Black Orpheus (Orfeu Negro) (1959)
Director: Marcel Camus
Few films are as colourful, musically energetic and tragic as Camus' Black Orpheus. As someone who loves Greek mythology, and in particular enjoys the story of Orpheus and Eurydice, I had high hopes for this film, all of which were met. It sticks reasonably close to the myth, with some interesting adaptive choices.
The cast are all good, with the two leads, Breno Mello and Marpessa Dawn, especially lovely. You understand their instant attraction, and believe that Dawn's Eurydice would inspire Mello's Orfeu to sing such beautiful love songs. And they are very romantic songs!
The film's highlight is surely the Carnival, which manages to be exciting and fun, yet full of menace and danger (mostly for Eurydice). The black sky makes the colours of the costumes pop, and the shadows hide the figure of Death who is pursuing Eurydice.
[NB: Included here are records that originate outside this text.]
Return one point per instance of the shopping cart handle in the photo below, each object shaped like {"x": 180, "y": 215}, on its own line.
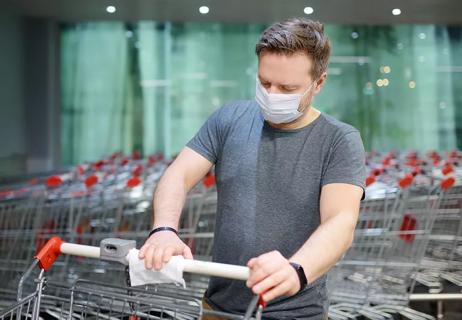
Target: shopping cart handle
{"x": 117, "y": 250}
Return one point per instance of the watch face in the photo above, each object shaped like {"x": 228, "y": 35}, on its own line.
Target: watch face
{"x": 301, "y": 274}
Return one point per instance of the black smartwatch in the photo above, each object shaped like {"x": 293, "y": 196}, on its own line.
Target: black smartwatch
{"x": 301, "y": 275}
{"x": 162, "y": 229}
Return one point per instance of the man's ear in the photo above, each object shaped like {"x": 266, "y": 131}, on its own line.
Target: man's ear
{"x": 320, "y": 83}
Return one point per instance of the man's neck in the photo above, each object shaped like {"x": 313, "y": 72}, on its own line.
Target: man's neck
{"x": 311, "y": 115}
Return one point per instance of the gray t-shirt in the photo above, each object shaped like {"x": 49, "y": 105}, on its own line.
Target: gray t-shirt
{"x": 269, "y": 183}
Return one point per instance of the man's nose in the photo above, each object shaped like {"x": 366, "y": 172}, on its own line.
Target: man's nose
{"x": 273, "y": 89}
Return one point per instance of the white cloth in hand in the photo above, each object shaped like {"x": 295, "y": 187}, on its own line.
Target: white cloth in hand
{"x": 172, "y": 272}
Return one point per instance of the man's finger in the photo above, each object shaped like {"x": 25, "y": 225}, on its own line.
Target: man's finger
{"x": 141, "y": 254}
{"x": 149, "y": 255}
{"x": 187, "y": 253}
{"x": 277, "y": 291}
{"x": 168, "y": 252}
{"x": 158, "y": 252}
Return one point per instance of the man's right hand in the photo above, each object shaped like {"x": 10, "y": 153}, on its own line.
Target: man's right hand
{"x": 160, "y": 247}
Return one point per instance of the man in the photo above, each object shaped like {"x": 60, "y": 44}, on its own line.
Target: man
{"x": 289, "y": 182}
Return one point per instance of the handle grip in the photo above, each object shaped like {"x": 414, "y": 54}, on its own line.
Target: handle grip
{"x": 55, "y": 246}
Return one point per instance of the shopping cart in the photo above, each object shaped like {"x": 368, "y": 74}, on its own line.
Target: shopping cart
{"x": 93, "y": 300}
{"x": 375, "y": 277}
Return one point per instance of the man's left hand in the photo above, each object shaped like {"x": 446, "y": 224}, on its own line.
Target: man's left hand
{"x": 272, "y": 275}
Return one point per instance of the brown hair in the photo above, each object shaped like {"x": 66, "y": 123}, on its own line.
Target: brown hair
{"x": 295, "y": 35}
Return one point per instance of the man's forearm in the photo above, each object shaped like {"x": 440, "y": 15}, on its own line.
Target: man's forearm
{"x": 326, "y": 246}
{"x": 169, "y": 199}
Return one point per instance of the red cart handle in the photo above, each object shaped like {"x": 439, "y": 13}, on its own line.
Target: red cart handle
{"x": 49, "y": 253}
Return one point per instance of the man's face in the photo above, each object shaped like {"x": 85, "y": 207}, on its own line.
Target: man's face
{"x": 279, "y": 73}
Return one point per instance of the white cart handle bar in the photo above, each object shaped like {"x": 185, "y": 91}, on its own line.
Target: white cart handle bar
{"x": 117, "y": 250}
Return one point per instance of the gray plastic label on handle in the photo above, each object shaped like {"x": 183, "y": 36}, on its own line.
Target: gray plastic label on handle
{"x": 114, "y": 249}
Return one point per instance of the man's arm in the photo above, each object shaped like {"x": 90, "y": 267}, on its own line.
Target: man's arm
{"x": 169, "y": 198}
{"x": 272, "y": 274}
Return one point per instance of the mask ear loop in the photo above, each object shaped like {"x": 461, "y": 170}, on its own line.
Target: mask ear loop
{"x": 309, "y": 88}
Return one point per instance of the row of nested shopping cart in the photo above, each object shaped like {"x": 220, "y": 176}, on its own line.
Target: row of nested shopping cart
{"x": 409, "y": 234}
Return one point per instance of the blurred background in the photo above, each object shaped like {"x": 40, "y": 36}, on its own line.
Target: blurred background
{"x": 82, "y": 79}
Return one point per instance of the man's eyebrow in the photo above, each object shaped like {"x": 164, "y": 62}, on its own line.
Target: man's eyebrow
{"x": 280, "y": 85}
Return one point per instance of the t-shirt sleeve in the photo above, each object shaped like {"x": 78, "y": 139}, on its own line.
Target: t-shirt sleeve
{"x": 208, "y": 141}
{"x": 346, "y": 161}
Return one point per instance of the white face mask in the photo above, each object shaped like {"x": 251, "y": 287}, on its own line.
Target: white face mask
{"x": 279, "y": 108}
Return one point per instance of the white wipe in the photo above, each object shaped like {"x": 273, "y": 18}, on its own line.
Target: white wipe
{"x": 172, "y": 272}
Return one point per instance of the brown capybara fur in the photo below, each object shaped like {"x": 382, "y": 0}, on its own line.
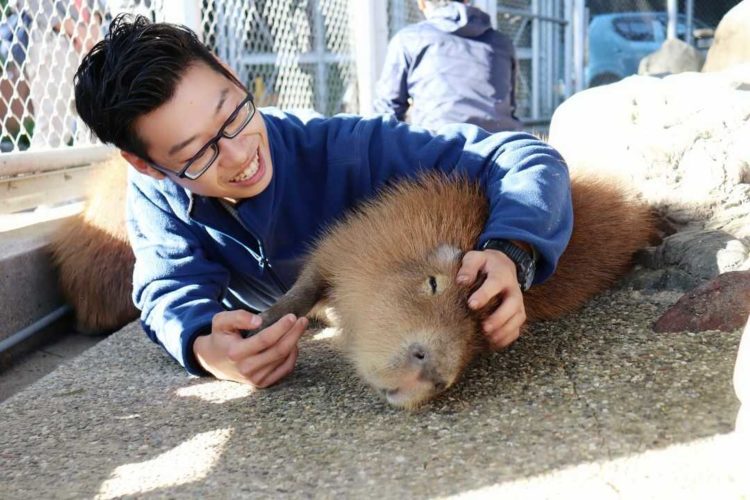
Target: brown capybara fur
{"x": 93, "y": 257}
{"x": 388, "y": 271}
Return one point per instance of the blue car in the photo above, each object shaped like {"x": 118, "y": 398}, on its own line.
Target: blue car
{"x": 617, "y": 42}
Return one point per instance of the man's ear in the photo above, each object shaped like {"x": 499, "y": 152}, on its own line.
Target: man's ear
{"x": 141, "y": 165}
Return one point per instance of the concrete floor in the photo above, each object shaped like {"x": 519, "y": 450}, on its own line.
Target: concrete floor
{"x": 32, "y": 366}
{"x": 595, "y": 405}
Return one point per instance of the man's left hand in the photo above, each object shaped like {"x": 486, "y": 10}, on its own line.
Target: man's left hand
{"x": 503, "y": 326}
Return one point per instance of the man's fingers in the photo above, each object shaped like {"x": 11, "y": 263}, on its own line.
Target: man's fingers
{"x": 234, "y": 321}
{"x": 508, "y": 333}
{"x": 279, "y": 351}
{"x": 262, "y": 340}
{"x": 508, "y": 308}
{"x": 278, "y": 372}
{"x": 491, "y": 287}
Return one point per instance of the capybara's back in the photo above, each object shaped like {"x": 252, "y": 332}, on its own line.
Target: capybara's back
{"x": 609, "y": 226}
{"x": 389, "y": 272}
{"x": 93, "y": 257}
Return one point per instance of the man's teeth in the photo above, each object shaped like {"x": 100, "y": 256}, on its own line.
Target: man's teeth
{"x": 251, "y": 170}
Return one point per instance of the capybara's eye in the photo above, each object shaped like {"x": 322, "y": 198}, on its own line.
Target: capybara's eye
{"x": 434, "y": 285}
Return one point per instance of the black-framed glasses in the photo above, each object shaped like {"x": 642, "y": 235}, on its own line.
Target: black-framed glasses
{"x": 205, "y": 157}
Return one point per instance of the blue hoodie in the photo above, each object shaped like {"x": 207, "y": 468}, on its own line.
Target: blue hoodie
{"x": 195, "y": 257}
{"x": 455, "y": 68}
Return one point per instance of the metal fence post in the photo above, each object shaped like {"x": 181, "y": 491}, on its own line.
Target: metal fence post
{"x": 369, "y": 30}
{"x": 490, "y": 7}
{"x": 580, "y": 27}
{"x": 671, "y": 19}
{"x": 185, "y": 12}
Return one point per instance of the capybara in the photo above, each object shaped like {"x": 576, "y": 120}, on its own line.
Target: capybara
{"x": 388, "y": 270}
{"x": 92, "y": 254}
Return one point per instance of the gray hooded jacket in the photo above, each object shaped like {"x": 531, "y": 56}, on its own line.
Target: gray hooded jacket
{"x": 455, "y": 68}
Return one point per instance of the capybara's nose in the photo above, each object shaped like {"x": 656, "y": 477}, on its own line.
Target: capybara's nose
{"x": 418, "y": 354}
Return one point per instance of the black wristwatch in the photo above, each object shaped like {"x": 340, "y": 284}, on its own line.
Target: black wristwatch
{"x": 525, "y": 263}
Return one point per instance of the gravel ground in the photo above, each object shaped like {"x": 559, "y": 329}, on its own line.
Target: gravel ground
{"x": 594, "y": 404}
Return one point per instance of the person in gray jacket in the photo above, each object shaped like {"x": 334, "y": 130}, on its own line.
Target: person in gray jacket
{"x": 454, "y": 67}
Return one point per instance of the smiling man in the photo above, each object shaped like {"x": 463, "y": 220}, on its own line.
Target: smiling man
{"x": 225, "y": 199}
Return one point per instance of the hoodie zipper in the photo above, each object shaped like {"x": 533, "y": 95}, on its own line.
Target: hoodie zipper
{"x": 259, "y": 257}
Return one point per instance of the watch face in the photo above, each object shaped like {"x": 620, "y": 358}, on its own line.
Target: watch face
{"x": 526, "y": 276}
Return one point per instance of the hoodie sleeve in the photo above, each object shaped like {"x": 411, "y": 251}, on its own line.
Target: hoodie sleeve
{"x": 526, "y": 180}
{"x": 176, "y": 287}
{"x": 392, "y": 91}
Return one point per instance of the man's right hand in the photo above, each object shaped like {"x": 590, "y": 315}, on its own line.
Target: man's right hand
{"x": 260, "y": 360}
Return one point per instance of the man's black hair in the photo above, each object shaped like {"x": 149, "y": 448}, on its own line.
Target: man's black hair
{"x": 131, "y": 72}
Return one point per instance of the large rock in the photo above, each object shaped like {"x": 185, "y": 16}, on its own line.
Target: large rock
{"x": 682, "y": 142}
{"x": 674, "y": 56}
{"x": 721, "y": 304}
{"x": 681, "y": 139}
{"x": 731, "y": 43}
{"x": 742, "y": 384}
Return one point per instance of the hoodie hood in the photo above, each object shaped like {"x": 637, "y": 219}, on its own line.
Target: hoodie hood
{"x": 461, "y": 19}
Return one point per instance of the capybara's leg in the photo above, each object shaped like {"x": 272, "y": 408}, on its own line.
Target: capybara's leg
{"x": 307, "y": 291}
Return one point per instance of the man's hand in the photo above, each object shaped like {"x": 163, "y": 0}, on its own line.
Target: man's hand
{"x": 260, "y": 360}
{"x": 503, "y": 326}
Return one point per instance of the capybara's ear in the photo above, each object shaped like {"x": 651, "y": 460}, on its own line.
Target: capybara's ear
{"x": 93, "y": 257}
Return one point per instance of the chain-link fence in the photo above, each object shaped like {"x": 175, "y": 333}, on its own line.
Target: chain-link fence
{"x": 291, "y": 54}
{"x": 402, "y": 13}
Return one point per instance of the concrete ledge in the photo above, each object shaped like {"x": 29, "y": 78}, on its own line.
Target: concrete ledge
{"x": 592, "y": 405}
{"x": 28, "y": 282}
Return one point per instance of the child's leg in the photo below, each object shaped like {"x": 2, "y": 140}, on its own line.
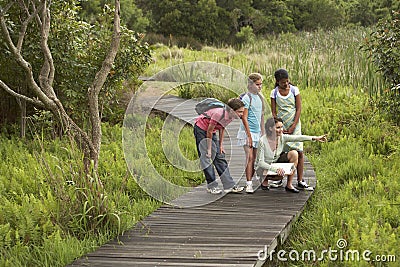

I enjoyed this film a lot. It reminded me of West Side Story, with its tragic love story and energy in telling its story. To me, Mello and Dawn are more believable as lovers, with their strong chemistry which makes us pardon Orfeu's lying to his girlfriend (her obnoxiousness helps too!). If you don't like musicals you may enjoy this one, as the songs are less theatrical than your typical Hollywood fare.